The image of his arms will never leave me. It was like seeing a white canvas splattered with red and salmon colored paint carelessly. Overlapping and crooked. His beautiful, thin (maybe too thin, pale arms flowing down from his shoulders to his hands. From above… they look perfectly normal, a little skinny and pale… but normal. But flip them over…. It is like a battlefield… You can see the deep fresh wounds crooked above poorly healed salmon scars.

I will never understand why someone would cut themselves like that. I guess if your inner pain is so forceful, you’d do anything to distract you from it… deep… dark… painful… bloody… distractions. Even so they’re only temporary distractions. Then you are left with big ugly scars that just remind you of WHY you cut in the first place. In the end it’s a big never-ending circle of pain.

What his happening to him to make him do that? I love him and I can’t let him go through it alone anymore. I now understand why his mom thanked me for giving his happiness… I am a distraction from his pain… but even so I’m only temporary… He has to be alone sometime or another. When he is, the circle repeats… he is drawn to a new distraction… a damaging distraction… the knife… to create a new pain. How long has she known? How could she just let it go on? Just waiting for someone else to fix it for her?

July 16, 2012

Dear Diary,

         This morning I woke up on Jake’s lap. I was lying on the floor next to the guest bed with Jake sitting next to me with my head on his lap. I could hear his breathing and, it was really sweet and a nice way to wake up until I noticed that he’d been crying. His gray-blue eyes were red and emotionless. He was just sitting and staring at the wall… in a trance… somewhere else… somewhere better. Tears began to rise again in his dry red eyes, but as soon as he noticed I was awake his blank expression exploded into one of his nicest smiles. It was a smile that made the world melt away; a smile that made me forget all my worries. But they all flooded back when he stroked my hair with his scarred arm. His pale, red-scarred arm…I don’t regret what I did, and I never will. I was over flooded with emotions, and I stood up, looked him straight in the eyes, and slapped his face. I must have screamed, “Look what you’ve done to yourself!” at least five time. I will never forget the look of shock in his eyes after I slapped him. He starred at me with his big blue-gray eyes, with a pink mark on his cheek. It was a mix of terror and disbelief that could break your heart. That’s why immediately after looking into his gaze my knees buckled and I fell to my knees… then I hugged him.

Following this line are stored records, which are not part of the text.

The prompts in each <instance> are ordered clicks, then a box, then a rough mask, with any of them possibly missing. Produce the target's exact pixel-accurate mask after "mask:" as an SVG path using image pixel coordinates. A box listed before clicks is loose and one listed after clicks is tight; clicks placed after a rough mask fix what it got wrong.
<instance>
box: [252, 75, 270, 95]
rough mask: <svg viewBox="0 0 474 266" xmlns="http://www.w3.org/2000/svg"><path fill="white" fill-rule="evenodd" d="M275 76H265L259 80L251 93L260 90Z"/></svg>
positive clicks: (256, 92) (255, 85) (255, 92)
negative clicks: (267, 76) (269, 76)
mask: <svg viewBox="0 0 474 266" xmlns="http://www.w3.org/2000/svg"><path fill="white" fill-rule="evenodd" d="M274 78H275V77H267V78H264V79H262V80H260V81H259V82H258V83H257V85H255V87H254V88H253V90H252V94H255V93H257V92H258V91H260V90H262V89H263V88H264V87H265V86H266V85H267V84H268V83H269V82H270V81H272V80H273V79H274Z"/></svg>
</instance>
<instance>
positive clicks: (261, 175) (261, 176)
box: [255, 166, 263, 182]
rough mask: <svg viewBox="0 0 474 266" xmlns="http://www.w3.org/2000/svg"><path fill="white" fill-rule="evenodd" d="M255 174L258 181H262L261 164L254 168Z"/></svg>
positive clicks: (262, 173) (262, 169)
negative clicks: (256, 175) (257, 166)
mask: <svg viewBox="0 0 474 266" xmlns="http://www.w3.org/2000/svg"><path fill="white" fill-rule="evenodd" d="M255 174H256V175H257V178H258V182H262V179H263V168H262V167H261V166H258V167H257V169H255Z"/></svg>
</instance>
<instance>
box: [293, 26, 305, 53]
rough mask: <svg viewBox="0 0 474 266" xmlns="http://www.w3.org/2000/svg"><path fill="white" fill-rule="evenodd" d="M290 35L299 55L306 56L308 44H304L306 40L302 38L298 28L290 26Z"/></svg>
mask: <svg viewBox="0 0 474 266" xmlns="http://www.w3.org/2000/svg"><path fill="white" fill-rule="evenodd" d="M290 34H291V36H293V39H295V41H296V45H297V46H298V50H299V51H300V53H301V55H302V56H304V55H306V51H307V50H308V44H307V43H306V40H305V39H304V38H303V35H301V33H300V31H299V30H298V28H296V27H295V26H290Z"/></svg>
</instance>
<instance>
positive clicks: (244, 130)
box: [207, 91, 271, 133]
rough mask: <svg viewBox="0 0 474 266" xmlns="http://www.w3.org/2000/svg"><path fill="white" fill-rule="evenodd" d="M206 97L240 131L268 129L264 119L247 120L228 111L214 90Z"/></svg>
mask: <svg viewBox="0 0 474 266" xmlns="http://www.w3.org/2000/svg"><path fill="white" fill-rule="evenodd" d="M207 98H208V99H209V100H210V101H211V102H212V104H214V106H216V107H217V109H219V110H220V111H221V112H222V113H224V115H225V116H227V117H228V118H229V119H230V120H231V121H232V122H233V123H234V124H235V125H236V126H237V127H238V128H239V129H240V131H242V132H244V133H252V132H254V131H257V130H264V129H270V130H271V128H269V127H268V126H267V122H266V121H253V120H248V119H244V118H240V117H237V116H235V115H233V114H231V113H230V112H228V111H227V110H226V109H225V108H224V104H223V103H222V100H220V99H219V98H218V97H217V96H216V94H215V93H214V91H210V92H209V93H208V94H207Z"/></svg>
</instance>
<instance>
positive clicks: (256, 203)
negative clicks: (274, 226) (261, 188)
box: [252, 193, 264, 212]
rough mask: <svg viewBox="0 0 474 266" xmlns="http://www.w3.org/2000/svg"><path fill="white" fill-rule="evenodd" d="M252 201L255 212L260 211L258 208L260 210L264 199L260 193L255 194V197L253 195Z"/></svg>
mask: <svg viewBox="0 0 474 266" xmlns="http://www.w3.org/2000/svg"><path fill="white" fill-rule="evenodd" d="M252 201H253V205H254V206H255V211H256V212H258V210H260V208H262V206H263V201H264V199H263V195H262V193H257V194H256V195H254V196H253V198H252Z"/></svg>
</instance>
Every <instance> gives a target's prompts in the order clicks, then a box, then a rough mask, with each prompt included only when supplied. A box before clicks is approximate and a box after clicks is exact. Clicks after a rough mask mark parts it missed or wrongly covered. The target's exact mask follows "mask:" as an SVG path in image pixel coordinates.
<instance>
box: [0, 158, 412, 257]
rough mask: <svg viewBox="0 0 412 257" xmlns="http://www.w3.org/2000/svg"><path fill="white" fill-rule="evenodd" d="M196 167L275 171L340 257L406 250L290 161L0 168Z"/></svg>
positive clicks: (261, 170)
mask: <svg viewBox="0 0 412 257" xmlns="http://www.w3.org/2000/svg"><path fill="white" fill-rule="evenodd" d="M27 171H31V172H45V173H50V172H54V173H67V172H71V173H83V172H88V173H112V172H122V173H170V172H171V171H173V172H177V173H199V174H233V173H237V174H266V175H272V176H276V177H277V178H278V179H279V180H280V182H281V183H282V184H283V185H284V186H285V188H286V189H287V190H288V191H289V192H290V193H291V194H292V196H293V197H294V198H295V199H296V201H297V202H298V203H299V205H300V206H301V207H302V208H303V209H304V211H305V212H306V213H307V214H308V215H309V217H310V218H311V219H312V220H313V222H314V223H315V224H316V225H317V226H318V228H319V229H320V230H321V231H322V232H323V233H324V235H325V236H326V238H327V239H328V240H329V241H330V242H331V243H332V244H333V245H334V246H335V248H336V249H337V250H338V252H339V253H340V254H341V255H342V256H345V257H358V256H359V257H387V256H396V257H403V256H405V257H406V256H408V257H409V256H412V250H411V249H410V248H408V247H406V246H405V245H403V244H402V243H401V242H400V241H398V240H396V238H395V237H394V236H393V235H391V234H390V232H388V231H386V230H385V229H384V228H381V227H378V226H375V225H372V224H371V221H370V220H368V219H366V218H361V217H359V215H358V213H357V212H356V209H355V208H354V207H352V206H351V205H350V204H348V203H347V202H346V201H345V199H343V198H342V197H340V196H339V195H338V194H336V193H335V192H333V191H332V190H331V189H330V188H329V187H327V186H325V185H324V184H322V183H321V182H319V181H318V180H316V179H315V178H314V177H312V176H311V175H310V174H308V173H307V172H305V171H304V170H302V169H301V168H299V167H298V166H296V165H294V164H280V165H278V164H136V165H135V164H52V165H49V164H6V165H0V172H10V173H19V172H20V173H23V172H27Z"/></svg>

         I love Jake more than anything in the world, and I would never do anything to hurt him. However, if it is the only way to make him see…I would do anything to make him stop his pain.

Jake hasn’t left yet and it’s already 4:00 p.m. I’m glad that he hasn’t left. I want him to stay, so he wont hurt himself. However, he’s also not talking to me.

         After I hit him, we sat in silence holding each other. I think we were both afraid that if we let go, that the other would leave forever… even now as I write this, we both have our eyes on each other… God please don’t let this be over!

July 17, 2012

Dear Diary,

         Jake left at about 7:00 p.m. last night. He never spoke to me until he was leaving. He just grabbed me around the waist and held on tight. Then he whispered, “ I’m sorry… I love you.” That was it. He left. But not before kissing me on the lips.

         I may not know what causes him to go to such extremes, or why he feels the need to hide it from me, but I do know that I help him through it. That’s all I care about.